S. Korean Leader Seeks a Recall-Type Election
South Korea’s beleaguered President Roh Moo Hyun proposed today what would amount to a recall election to be held around Dec. 15 and promised to resign if the public did not give him a vote of confidence.
Such a recall is unusual in Korean politics, but political experts said they believed that Roh has the authority as president to call for a special election.
If he were to lose, Roh suggested that his resignation take effect two months later and that elections for a new president be held April 15 with a previously scheduled election for the National Assembly.

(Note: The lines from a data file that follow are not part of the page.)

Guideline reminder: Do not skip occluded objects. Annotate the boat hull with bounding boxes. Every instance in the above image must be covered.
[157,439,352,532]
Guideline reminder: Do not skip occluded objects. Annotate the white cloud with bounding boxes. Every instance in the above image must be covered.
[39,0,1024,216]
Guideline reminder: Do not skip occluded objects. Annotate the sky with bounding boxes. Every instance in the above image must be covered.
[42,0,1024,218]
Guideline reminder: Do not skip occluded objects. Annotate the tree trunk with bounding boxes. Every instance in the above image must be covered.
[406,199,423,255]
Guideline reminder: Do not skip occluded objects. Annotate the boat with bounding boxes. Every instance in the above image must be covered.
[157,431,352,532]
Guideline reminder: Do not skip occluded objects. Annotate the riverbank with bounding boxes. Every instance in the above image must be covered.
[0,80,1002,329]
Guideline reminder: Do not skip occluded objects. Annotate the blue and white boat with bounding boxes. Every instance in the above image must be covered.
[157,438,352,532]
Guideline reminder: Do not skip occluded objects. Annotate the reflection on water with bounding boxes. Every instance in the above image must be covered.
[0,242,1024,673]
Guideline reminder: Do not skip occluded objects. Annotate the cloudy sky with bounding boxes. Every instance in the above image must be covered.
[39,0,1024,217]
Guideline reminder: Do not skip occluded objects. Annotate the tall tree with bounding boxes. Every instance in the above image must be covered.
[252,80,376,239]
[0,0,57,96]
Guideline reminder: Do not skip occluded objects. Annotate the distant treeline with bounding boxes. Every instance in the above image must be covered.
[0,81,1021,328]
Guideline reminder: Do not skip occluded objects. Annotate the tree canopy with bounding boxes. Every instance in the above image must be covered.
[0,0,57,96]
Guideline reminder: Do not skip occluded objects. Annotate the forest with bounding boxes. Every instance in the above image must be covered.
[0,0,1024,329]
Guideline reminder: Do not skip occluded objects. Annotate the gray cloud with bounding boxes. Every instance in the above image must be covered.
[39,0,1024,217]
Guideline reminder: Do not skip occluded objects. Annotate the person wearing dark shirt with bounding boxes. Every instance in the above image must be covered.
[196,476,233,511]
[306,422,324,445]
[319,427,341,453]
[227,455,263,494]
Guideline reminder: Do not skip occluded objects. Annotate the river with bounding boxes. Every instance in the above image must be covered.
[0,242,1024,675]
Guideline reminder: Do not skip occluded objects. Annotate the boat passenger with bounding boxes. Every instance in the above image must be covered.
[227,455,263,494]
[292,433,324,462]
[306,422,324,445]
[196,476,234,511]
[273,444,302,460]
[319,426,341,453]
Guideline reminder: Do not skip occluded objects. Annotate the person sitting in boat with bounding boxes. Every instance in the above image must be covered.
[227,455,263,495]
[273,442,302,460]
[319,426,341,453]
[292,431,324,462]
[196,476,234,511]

“I cannot govern under these circumstances. If I cannot accomplish what I’ve sought to achieve in terms of political reform during the remainder of my term, I am prepared to resign,” Roh said today before the assembly.
The 57-year-old Roh, a left-of-center labor lawyer, is less than eight months into what is supposed to be a five-year term.
“This is a very clever strategy on Roh’s part. It is in effect a preemptive strike against his opponents and probably the best thing he can do as a minority president to survive,” said political scientist Hahm Sung Deuk of Korea University.
Opinion polls published today in the South Korean press showed that Roh would probably win a confidence vote by a margin ranging from 3 to 10 percentage points.
“People don’t necessarily like Roh or his ideology, but they want stability in the political leadership, so they think he should finish his term,” Hahm said.
Roh’s popularity has eroded after financial scandals and moves to send troops to Iraq.